Sitting here pondering all the things to be thankful for, and, “aw snap” as my computer says to me, I was reminded by my pal Jen “up to the CG newsroom” that my column deadline was Monday, due to the holiday. Fortunately I had been supping all week and had copious notes lying about waiting to be fluffed and buffed just for you. Let’s start with The Other Guys Plungerhead wines. These can be a shoppers’ nightmare for the wine newbie. I don’t want to characterize these as second label because that might be misconstrued. Perhaps winemakers' art wine would be a better label. Sebastiani wished to attack the lower-end market and in order to do so decided to buy juice and blend it. This is clearly indicated on the labels by using “California” rather than one of the regional names such as “Dry Creek.” In each vintage the wine may be labeled differently using the Lodi or Sierra Foothills AVA designation. As a fan of recent Plungerhead Zin, which I rated in the 88-90 range, I had high hopes for the 2013. Dark purple colored with cherry, vanilla and caramel nose, it resolves on the palate to cherry, blackberry, pie spice, caramel and chocolate. This will complement most of the traditional seasonal foods and goes well with venison if you are a lucky hunter. I give it 87 points. If you spot a 2011 or '12 they are a bit better at 90 points and have mellowed.

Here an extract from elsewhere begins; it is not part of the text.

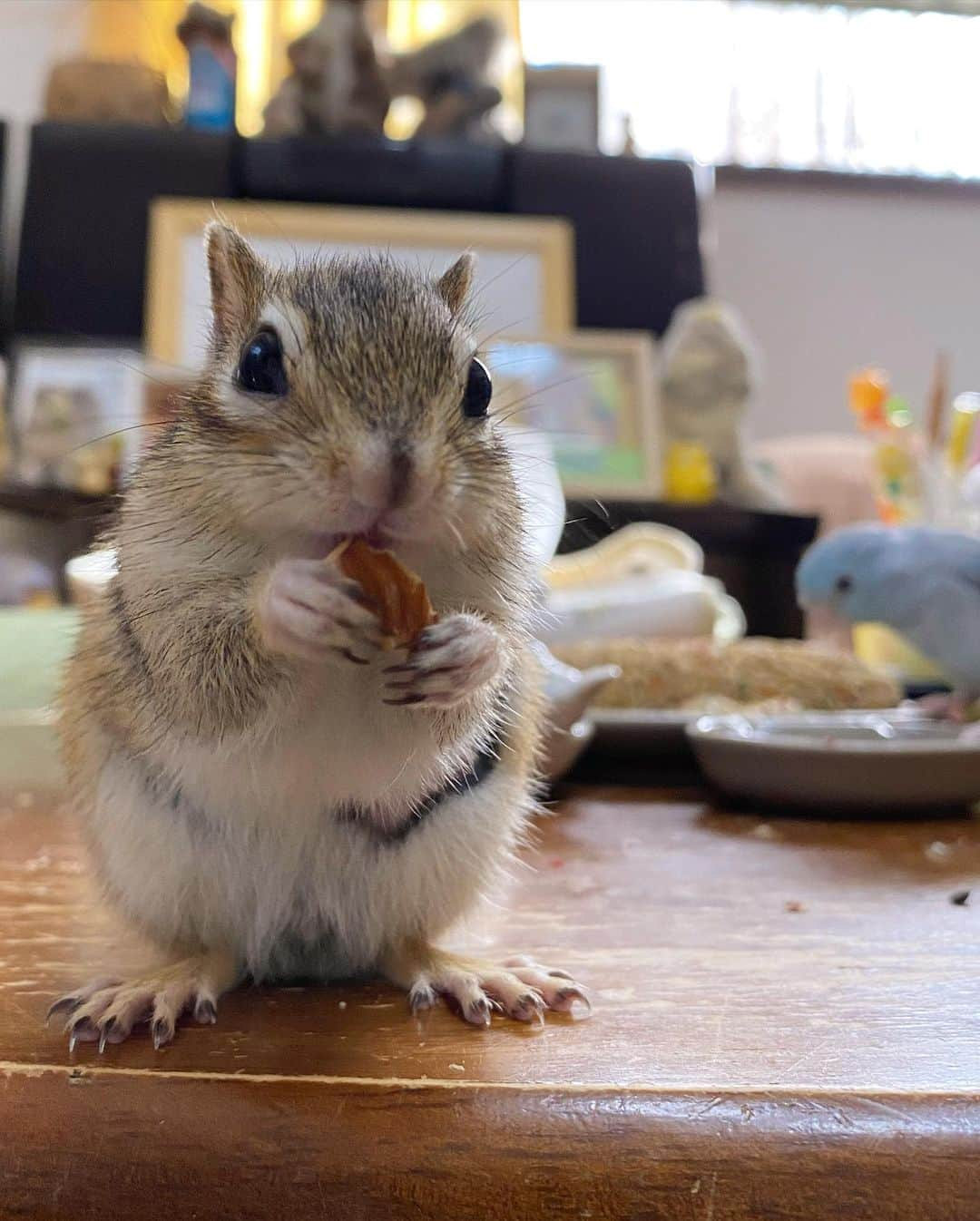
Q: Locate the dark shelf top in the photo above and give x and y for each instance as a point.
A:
(53, 503)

Another good venison, lamb or “steak on wood chip” wine for those with patience and a cool dark space are the Frank Family inaugural vintage of Napa Valley Petite Sirah, the 2012.

The wine trade promoters are comparing it to the reserve that has been in production since 2008 and runs about $55-60. Unfortunately I have not sampled the reserve, but I can tell you the Napa Valley is a darn nice $35 bottle. I was fortunate to get a sample recently and think those who enjoy Petite Sirah should buy in. For those unacquainted with Petite Sirah, it is not Syrah but a stand-alone varietal grape. For years these small berries were blended in order to provide color and tannin. Recently the grape has been bottled as a single varietal wine. Although they were originally cloned in France, it is the Cali growers that have brought them to their best performance. There is nothing “petite” about them.   

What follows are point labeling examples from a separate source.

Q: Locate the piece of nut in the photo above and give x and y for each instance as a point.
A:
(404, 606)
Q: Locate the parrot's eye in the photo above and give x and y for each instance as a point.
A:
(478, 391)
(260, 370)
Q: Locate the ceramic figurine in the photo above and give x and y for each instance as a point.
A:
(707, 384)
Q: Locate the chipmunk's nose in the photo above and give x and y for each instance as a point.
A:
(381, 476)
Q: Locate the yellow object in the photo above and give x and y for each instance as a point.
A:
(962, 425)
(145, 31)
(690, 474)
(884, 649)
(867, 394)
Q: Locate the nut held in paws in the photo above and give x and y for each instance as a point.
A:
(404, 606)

Petite Sirah generally delivers dense blackberry and black pepper notes, licorice, smoked meats and tar.

I think the best producers are EOS, Bogle, Rosenblum and now Frank joins the ranks with affordable wine.

How about MooBuzz Pinot Noir Monterey 2013, another Sebastiani Other Guys product. This PN is blended with 5 percent each of Petite Sirah and Syrah. For body was the winemaker's note. He wrote: “gorgeous aromas of earthy mushroom and fresh raspberry are highlighted by notes of fresh violet and ripe plum. The palate expands to include a savory abundance of red currant, dark cherry, rich mocha and wild strawberry on a long, velvety finish.”

My tasting panel notes read: "violet and raspberry with forest floor aromas. On the palate, plums, baking spices, cherry, and strongly brewed tea. Finishes cleanly with good fruit/acid balance; 89 McD points and 90 if priced less than $17."

I rarely write of sweet or off-dry wine because so many leave my mouth feeling muggy, and the better Sauternes are too darn expensive. David Akiyoshi Clarksburg Moscato 2014 is a well-made rare exception. Now, I’m not trying to compare Moscato to Sauterne or White Zinfandel or Pinot Grigio, but if you enjoy these type wines you will likely enjoy the Akiyoshi Moscato with its pale color, lemon, grapefruit and pineapple nose.

On the palate some residual sugar is very well balanced by fruit and proper acidity. Akiyoshi got his creds thru a 25-year stint with Mondavi’s Woodbridge as director of winemaking. He was named Best of California in 2012. This can be found at naked wines and is worth the search. Hope your Thanksgiving was wonderful!